Deshalb fordere ich die Landesregierung auf, genau zu prüfen, ob eine Fusion im Interesse der Menschen ist, die dort arbeiten – aber auch, ob sie im Interesse der Allgemeinheit ist, die vor den Auswüchsen von Hochfrequenzund Derivatehandel geschützt werden muss, wie wir sie in den letzten Jahren, seit 2008, als Krisenerscheinung erlebt haben. Daher sind wir entschieden der Meinung, dass jetzt die Finanztransaktionssteuer eingeführt und umgesetzt werden muss, damit wirklich eine Regulierung dieser Börsentätigkeiten erfolgt, und zwar unter demokratischen Vorzeichen. – Vielen Dank.

(Beifall bei der LINKEN)

Nach Herrn Abg. van Ooyen hat jetzt der Fraktionsvorsitzende der SPD das Wort, Herr Kollege Schäfer-Gümbel. Bitte sehr.
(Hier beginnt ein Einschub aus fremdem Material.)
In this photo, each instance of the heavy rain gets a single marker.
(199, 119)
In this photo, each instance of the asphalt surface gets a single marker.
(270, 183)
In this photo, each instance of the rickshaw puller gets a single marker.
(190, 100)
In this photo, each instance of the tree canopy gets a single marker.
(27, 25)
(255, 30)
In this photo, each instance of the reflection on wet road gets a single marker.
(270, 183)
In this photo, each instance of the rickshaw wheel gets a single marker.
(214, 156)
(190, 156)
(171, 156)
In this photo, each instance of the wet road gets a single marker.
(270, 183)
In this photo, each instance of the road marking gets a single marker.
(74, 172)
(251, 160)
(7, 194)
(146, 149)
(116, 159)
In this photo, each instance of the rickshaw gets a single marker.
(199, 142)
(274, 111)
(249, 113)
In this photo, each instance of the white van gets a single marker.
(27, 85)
Herr Präsident, meine sehr verehrten Damen und Herren! Herzlichen Dank für diesen Setzpunkt, weil er in der Tat die Gelegenheit bietet, einige Bemerkungen zu der anstehenden möglichen Fusion von Frankfurt und London und darüber hinaus auch einige Bemerkungen zum Finanzplatz Frankfurt zu machen.
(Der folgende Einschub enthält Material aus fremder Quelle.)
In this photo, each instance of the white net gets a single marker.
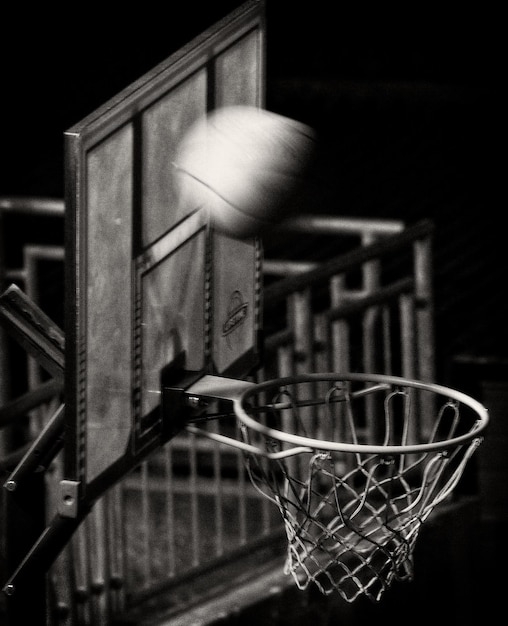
(352, 516)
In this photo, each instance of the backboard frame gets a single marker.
(117, 126)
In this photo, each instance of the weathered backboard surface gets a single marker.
(148, 280)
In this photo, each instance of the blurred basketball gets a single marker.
(245, 166)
Lassen Sie mich ganz bewusst sehr grundsätzlich beginnen. Ich bin über eine Formulierung in Ihrem Antrag, also in dem Antrag von CDU und BÜNDNIS 90/DIE GRÜNEN, gestolpert. Unter Punkt 4 beschreiben Sie ausführlich, wie gut, toll und großartig die Entwicklung am Finanzplatz Frankfurt ist. Ganz sicherlich ist es so, dass es viele Momente gibt, in denen diese Beschreibung richtig ist, aber an mindestens zwei Punkten will ich ein bisschen Wasser in den Wein gießen; denn ganz so rosig ist die Situation, die Zukunft am Finanzplatz Frankfurt nicht.
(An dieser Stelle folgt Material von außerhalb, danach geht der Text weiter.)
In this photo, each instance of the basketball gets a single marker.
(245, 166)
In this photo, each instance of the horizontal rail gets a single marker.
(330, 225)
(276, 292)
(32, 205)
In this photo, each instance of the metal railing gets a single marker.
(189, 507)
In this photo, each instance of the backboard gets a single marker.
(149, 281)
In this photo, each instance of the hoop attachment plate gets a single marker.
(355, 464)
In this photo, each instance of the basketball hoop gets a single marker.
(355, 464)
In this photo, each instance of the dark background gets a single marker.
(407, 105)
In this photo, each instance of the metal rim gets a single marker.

Dies hat im Kern mit zwei Dingen zu tun: erstens mit dem aktuellen Zustand der Deutschen Bank und den Problemen des Hauses. Für uns will ich ausdrücklich sagen, dass wir die Veränderungen, die Umstrukturierungen, die Suche nach einer neuen Strategie auch ein Stück weit mit Sorge begleiten, und zwar nicht zuallererst aus der Sicht betroffener Arbeitsplätze – das natürlich auch –, sondern auch aus strukturellen und strategischen Gründen. Wir können wenig dafür tun, aber wir müssen ein extrem hohes Interesse daran haben, ein global handlungsfähiges Geldhaus zu haben. Aber die Deutsche Bank ist gerade mit großen Schritten dabei, genau diesen Platz zu verlassen. Langfristig wird das ein paar Baustellen aufreißen, die uns an anderen Stellen Kopfzerbrechen bereiten werden. Deswegen ist die Lage schon an dieser Stelle nicht so gut.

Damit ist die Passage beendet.